TD BA LLB MB.BS FRCA
Consultant Anaesthetist

Educated at the Wyggeston School, Leicester, Worksop and King’s College, London
Qualified at Charing Cross Hospital, 1949

'Dickie' as he was universally known, was on holiday in the SW of England just after qualifying and was taken ill and was admitted to hospital. While recovering the consultant in charge offered him a job as his Houseman. So began a period of junior doctor posts in Devon and Cornwall. His two eldest children were born in Devon, and it was where he spent most of the last 18 years of his life.

Around 1956/1957 Dickie was appointed consultant anaesthetist to Charing Cross Hospital in London and worked there until he resigned in 1966 to travel the world. He subsequently worked in Uganda, Germany, Mauritius and the Seychelles, Hong Kong and the United Arab Emirates among others and was 17 years in Cyprus. After retirement he moved to France.

Voluntarily, and at his own expense, Dickie kept the archival records for the Royal College of Anaesthetists and was awarded the Pask Certificate of Honour for services to Anaesthesia in 2004.

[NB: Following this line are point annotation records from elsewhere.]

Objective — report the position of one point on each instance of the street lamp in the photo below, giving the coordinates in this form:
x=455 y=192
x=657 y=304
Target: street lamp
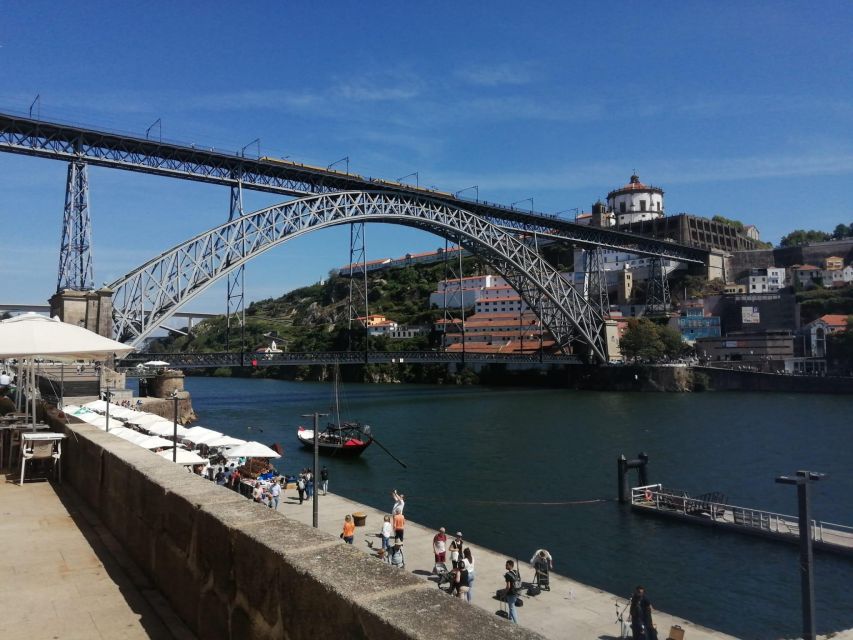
x=530 y=200
x=175 y=425
x=314 y=503
x=415 y=174
x=803 y=481
x=474 y=187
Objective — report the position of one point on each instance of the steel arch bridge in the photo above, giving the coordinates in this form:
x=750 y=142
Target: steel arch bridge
x=146 y=297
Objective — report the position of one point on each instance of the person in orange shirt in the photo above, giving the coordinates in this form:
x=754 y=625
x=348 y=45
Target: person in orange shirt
x=399 y=526
x=349 y=530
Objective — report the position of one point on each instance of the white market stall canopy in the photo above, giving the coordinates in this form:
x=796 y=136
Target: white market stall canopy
x=184 y=457
x=31 y=334
x=252 y=450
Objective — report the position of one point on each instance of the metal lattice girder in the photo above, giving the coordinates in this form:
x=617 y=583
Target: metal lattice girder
x=75 y=249
x=65 y=142
x=149 y=295
x=357 y=301
x=657 y=288
x=596 y=280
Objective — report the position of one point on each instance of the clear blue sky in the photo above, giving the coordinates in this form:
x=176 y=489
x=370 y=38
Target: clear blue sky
x=743 y=109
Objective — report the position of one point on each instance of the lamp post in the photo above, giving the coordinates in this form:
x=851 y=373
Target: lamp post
x=107 y=395
x=803 y=480
x=175 y=425
x=315 y=506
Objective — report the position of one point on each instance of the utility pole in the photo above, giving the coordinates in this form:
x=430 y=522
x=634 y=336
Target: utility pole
x=803 y=481
x=315 y=505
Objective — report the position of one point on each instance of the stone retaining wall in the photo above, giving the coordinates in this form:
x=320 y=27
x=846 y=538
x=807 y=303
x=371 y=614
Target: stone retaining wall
x=235 y=569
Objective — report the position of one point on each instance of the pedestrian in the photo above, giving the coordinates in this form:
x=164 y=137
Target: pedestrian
x=439 y=547
x=324 y=479
x=300 y=487
x=456 y=549
x=275 y=494
x=349 y=529
x=386 y=532
x=399 y=526
x=468 y=559
x=399 y=502
x=309 y=485
x=459 y=582
x=642 y=627
x=397 y=558
x=512 y=590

He also wrote the historical footnotes to several editions of Bailey and Love’s 'Short Practice of Surgery.'

Not many people knew that Dickie was a qualified Barrister of the Inner Temple and also had degrees from the Open University in the History of Art and English Literature. His phenomenal memory enabled him to quote historical facts and dates, and reams of poetry, at the drop of a hat and left one scouring one’s own memory for answers to his 'Who wrote that?'

Never accept anything written at face value, he would say, but always verify facts from original sources.

Dickie had many other interests outside medicine. He served as a Major in the TA with 167 City of London Field Ambulance as far afield as the Sudan and the North cape of Norway. He was a Mason and held high office in Lodges in London, together with his two sons. He was also a founder member of a Lodge in Hamburg.

In his younger days Dickie was a keen rally driver and he took part as co-driver and navigator in several Monte Carlo Rallies. He also gained his pilot’s licence to fly light aircraft.

He was a member of the Savage Club in London.

He will be remembered for his zest for life – good food and wine, travel, books, and music, and his generosity and kindness.

Dickie was married three times and leaves his wife, Margaret, six children, seven grandchildren, and four great grandchildren, and Joan, his loving companion and partner of the last 18 years of his life.